Chiykowski graduated from Dal in 2011, after completing both an Combined Honours in English and Creative Writing and an MA in English.  Since that first publication, he has published prolifically, with his fiction and poetry appearing in several journals and anthologies across North America, including Best Canadian Poetry, Best Canadian Speculative Writing, The New Quarterly, On Spec, and PRISM International.

While still a full-time student, he also created the online comic Rock, Paper, Cynic, which he describes as "the inevitable result of having a stimulating academic life and a short attention span." On where he finds inspiration, he says, "The things I was reading and learning in school, things that always seemed very serious, fed themselves naturally into jokes." The webcomic has been shared by legend George Takei and tweeted by actor Nathan Fillion.
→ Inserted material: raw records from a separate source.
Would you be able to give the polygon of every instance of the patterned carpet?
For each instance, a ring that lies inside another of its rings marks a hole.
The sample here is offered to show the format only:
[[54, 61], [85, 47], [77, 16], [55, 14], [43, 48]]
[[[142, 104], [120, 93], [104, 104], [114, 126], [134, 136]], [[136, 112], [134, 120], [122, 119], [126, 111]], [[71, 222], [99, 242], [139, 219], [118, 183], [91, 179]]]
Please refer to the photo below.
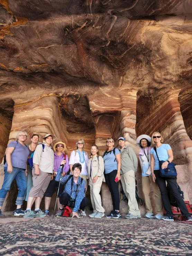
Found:
[[0, 255], [192, 255], [192, 225], [162, 220], [50, 218], [0, 225]]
FCWebcomics called it "amazingly entertaining and insightful." He now represents his comic at conventions, so that he can have "idea-spawning conversations with interesting people and get quick and widespread exposure to a huge variety of artists and authors." Creating a single comic strip, including drawing and writing, can take him as long as four or five hours, and even before that, his brainstorming process involves shrewd observation and a lot of trial and error. "Sometimes this yields comic ideas. Sometimes I end up with a pile of garbage. I don’t have a muse, just a notepad and a notion to struggle with it," he says.

Next on Chiykowski's list of projects is to complete a short fiction or poetry collection, in particular, what he calls "a kind of grimoire of unhelpful spells and hexes." The working title is The Petty Spellbook, and it will include poems such as “A Fertility Charm for Your Point-Seventeen Remington” and “A Charm for Communing with Dead Pets During Surgery.”

He credits his experience in the Dalhousie English and Creative Writing programs with furthering his development as a writer, saying without it he wouldn't have pursued a career as a writer. In particular, he learned from the collaborative and critical creative writing workshops, and advises every writer to take one, in order to "learn the skills of writing with other people in mind." According to Chiykowski, before the workshop process, his writing was "reeeeeeeeeally self-indulgent and not at all fit for public consumption." Clearly, this is no longer the case.       

On his list of department thank-yous, he includes mentors Carole Langille, Darryl Whetter, and Melanie Little for "[doing] so much to propel [him] as a creative writer.”  He says, "Profs like Melissa Furrow, Ron Huebert, and Jason Haslam (to name a small few) challenged me as an analytical thinker and exposed me to new styles of writing.

"Honestly, I felt like I had the English and Creative Writing Department behind me the whole time."